Vorbei am Lago del Claus sollen es bis zum Rifugio Emilio Questa nur noch 10 Minuten für den Bergwanderer sein, aber eins haben wir inzwischen gelernt, diese Zeitangaben auf den Wegweisern gelten eher für Hochleistungssportler, aber nicht für gewöhnliche Bergfreunde und für uns schon gleich gar nicht. Aber schön zu wissen, dass es nicht mehr allzu lange dauern wird, bis wir uns mit einem frischen, kühlen Bier zuprosten können.
Als wir oben am Rifugio Emilia Questa ankommen sind wir nicht die einzigen, die es hier hoch geschafft haben, aber wir sind die einzigen Bikepacker und jetzt mit breitem Grinsen im Gesicht. Und der Blick von der Hütte auf den Lago delle Portette allein ist Entlohnung genug. Wie heißt es so schön? No pain, no gain. Wir sind total „overgained“.
Und als alle anderen die Hütte schon verlassen haben, grinst Erich immer noch, still und heimlich in sich hinein.
Der Weg zurück ins Tal sieht von oben total easy aus, ist es aber nicht.
Das Video:
Wir Glücklichen haben die Tour sturzfrei bis zu unserem rollenden Hotel geschafft. Ohne E-Bike, ohne Viagra aber mit Helmet.
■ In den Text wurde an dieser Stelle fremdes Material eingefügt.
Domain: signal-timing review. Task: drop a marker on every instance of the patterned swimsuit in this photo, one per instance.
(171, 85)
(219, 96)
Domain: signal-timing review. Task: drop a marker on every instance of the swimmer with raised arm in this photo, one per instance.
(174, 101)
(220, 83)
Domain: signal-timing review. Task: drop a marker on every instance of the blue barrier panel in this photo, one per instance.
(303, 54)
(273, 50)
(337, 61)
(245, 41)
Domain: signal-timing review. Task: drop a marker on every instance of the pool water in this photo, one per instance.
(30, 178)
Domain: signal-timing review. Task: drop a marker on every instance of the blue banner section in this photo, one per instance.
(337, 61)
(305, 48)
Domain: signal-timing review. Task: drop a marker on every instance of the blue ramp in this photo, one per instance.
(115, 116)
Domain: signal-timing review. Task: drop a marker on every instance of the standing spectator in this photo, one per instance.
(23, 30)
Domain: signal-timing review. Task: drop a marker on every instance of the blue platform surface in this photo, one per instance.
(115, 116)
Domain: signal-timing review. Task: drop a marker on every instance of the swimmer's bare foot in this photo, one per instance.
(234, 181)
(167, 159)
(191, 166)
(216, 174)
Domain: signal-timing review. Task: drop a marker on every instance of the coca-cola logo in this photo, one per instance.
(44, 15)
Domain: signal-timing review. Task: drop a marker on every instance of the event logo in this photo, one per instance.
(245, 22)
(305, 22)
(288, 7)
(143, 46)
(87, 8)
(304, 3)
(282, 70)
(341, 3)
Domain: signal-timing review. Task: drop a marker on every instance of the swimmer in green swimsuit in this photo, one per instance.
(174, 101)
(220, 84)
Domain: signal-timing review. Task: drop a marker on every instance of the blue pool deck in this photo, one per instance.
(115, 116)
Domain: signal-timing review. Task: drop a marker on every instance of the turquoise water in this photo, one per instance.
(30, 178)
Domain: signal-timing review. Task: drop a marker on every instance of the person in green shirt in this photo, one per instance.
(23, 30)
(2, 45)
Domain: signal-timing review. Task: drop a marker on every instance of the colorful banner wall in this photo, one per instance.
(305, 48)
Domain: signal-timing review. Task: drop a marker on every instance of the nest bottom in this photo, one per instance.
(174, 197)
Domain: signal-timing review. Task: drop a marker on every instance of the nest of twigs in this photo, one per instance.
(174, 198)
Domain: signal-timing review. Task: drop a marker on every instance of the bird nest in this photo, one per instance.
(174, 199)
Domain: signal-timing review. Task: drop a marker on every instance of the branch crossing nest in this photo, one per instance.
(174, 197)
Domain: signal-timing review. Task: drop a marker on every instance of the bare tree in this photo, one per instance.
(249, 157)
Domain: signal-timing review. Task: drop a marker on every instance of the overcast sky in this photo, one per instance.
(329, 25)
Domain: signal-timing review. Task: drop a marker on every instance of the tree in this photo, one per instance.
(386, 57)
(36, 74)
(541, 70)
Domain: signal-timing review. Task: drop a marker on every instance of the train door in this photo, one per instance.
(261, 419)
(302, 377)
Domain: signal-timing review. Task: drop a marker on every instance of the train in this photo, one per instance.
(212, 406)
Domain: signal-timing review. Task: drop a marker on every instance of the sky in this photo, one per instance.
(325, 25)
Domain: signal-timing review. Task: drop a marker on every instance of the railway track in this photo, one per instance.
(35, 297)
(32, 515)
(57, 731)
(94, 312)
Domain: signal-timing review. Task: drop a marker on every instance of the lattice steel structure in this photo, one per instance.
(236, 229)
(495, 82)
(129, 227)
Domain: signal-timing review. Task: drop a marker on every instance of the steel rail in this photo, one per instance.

Die kleine Kapelle hinter dem Parkplatz scheint etwas Besonderes zu sein. Ein Wallfahrtsort? Bretter mit Nägeln beschlagen, zum Teil mit Heiligenbildchen, wecken unsere Neugier. Wir fragen Roberto, den Wirt vom Albergo Turismo und er verrät uns das Geheimnis: „Es war die Idee eines Priesters. Als ich ein Kind war, kam eines Tages der Priester mit einem Karren an, auf dem zwei dicke Bretter lagen. Er brachte die Bretter bei der Kapelle an, dazu eine Schachtel mit Nägeln, einen kleinen Hammer und eine Almosenschachtel mit dem Hinweis: Pianta un chiodo, Cento Lire!” Das heißt: Nagel einschlagen und 100 Lire da lassen!" Der Priester brauchte Geld für die Restaurierung der Kapelle! Ja, so fing alles an und funktioniert immer noch. Die Almosenbox wurde auch nie gestohlen!“
TAIARIN VERDI ALL'ORTICA von Robertos Mama
Brennnesselspaghetti für 3 Personen:
Die Zutaten: 400 g Mehl, 4 Eier, 100 g blanchierte Brennnesseln: 100 g
Vorgehensweise:
Sammle die noch kleinen Brennnesseln oder nur die Spitzen, wenn die Brennnesseln schon groß sind. Wasser in einem Topf zum Kochen bringen, die Brennnesseln hineinwerfen und blanchieren. Dann die Brennnesseln aus dem Wasser nehmen, zerdrücken und zu einer Kugel (100 g) formen. Alles Wasser herausdrücken. Dann die Brennnesselkugel sehr fein hacken. In eine große Schüssel die 400 g Weißmehl geben. Die vier Eier aufschlagen, die gehackten Brennnesseln dazu geben und alles gut durchschlagen und dann mit dem Mehl vermischen und kräftig kneten, so lange bis ein homogener und kompakter Teig entsteht, der nicht mehr an den Händen haftet. Gegebenenfalls muss noch etwas mehr Mehl hinzugefügt werden. Den Teig eine Stunde im Kühlschrank ruhen lassen. Danach den Teig dünn auf Bleche ausrollen und in auf in dünne Streifen (Taiarin) schneiden, die etwas länger als die üblichen Spaghetti sind.
Die Sauce dazu:
Eine fein gehackte Zwiebel in etwas Öl anbraten, in grobe Stücke geschnittenes Rindfleisch hinzufügen, mit den Zwiebeln mischen und ein wenig kochen. Es kommen Tomaten, Salbei und Rosmarin sowie eine in grobe Stücke geschnittene Karotte dazu. Etwas Wasser dazugeben und alles bei schwacher Hitze mindestens 1 Stunde und 30 Minuten garen lassen. Danach Fleisch und Karotten entfernen und hacken, mit der restlichen Sauce vermischen und 10 Minuten kochen lassen. Die Taiarin in reichlich kochendem Salzwasser einige Minuten kochen, mit dem Ragù (oder sogar mit gebräunter Butter oder Butter und Salbei) würzen und mit frisch geriebenen Parmesankäse bestreuen.
Buon appetito!
Wir wissen, dass es in der Gegend Wölfe gibt.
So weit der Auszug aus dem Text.